I started out by doing a lot of figuring. I wanted the skirt almost tailored looking, but not chintzy. I measured carefully so the skirt would JUST hit the floor – and I used about 1.5 times the width of the total length – just a bit under that – so it wouldn’t be too puffy.
Graph paper is a wonderful thing, isn’t it? I’m addicted to the post it graph paper pads!
Another consideration was that I wanted to easily sit and reach the foot pedals at each machine PLUS access my storage unit. The front of the skirt is actually four panels, they meet in front of each machine and the storage unit in the center – here you can see the gaps in front of the machines.
I used a giant drop cloth from Lowes. I was in a hurry, so I just started cutting. The material smelled pretty awful, though – chemical city. I just hung the panels over the fence and let them hang out in the sunshine for the day. It got rid of the smell, but I definitely recommend washing first. The dropcloths at Lowes are a poly/cotton mix, so they wash up pretty well.
I cut the skirt, using the already hemmed edges for the bottom hem and adding just about 2″ for the upper fold. I cut with a rotary cutter, but then went back and trimmed off less than a quarter inch along the top edge with pinking shears to ‘finish’ that edge before turning down 2″ and stitching to make the pocket for the rod.
I needed to piece a bit to get the full length. I did that FIRST, attaching with my serger, then I sewed the upper pocket, THEN I cut into the individual panels. This kept the length and the pocket consistent. I finished the vertical edges with my serger – I had to undo a bit at the top, flatten, serger, then re-finish the pocket. Not sure if that makes sense, except think what would happen if I just ran each vertical side straight through the serger AFTER having sewn the pockets – can’t get the rod through!

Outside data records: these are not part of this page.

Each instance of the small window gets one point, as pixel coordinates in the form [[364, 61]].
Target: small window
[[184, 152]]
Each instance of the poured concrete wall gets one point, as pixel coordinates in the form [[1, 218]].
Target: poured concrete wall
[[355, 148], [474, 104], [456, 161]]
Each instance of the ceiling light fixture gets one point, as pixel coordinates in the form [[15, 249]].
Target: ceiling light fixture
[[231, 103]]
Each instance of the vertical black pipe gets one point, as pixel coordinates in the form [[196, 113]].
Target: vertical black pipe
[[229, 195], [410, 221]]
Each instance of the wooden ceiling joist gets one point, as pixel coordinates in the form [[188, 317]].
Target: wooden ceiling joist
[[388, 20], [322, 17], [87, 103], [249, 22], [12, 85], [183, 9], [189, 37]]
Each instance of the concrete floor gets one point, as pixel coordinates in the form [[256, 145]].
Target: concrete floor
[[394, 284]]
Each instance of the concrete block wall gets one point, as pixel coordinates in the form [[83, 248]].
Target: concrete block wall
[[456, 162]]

I didn’t want my skirt showing off my business where the two pieces met at the corners, so I attached a couple of lengths of twine to tie the edges together – two up high by the rod, two a bit mid-way down. I just tied a knot in one end, then sewed back and forth a few times. Twine unravels easily, so when I use as ties, I tie the knot so it doesn’t unravel when tugged.
There was a little of the conduit sticking out, so I wrapped the ties around it for a bit to camouflage it.
For storage I reused one of the Antonius units from Ikea – these were under my cutting table in Minneapolis. Since everything’s Ikea, the dimensions are perfect to just slide that sucker RIGHT under there. I had to remove the center back leg from the table, but the table is MUCH more sturdy with the unit there, it takes a lot of the weight. Previously, the table felt a bit like it was going to walk away while I was serging! Now it’s rock-solid.
Bottom drawer is for mending and restyling projects.
I reserved the two middle drawers for sewing projects. How sad and empty they are!
Top drawer is for sewing supplies (needles, parts, oil, tissue strips, canned air), pens, bobbins and an Ikea bin with pattern making supplies. The plastic bin is AWESOME! It’s an insert for their clear plastic Rubbermaid-style bins, but it fits perfectly and has a handle for easy removal and bringing over to the cutting table!
My little sewing chair, tucked in and ready to go! This is also from Ikea, and good for sewing, except the little legs stick out far and I stub my toes on them! But it swivels, so easy in and out and it’s reasonably comfortable! I might make a little cover for it someday, but don’t mind the super-contemporary style, since it’s natural wood.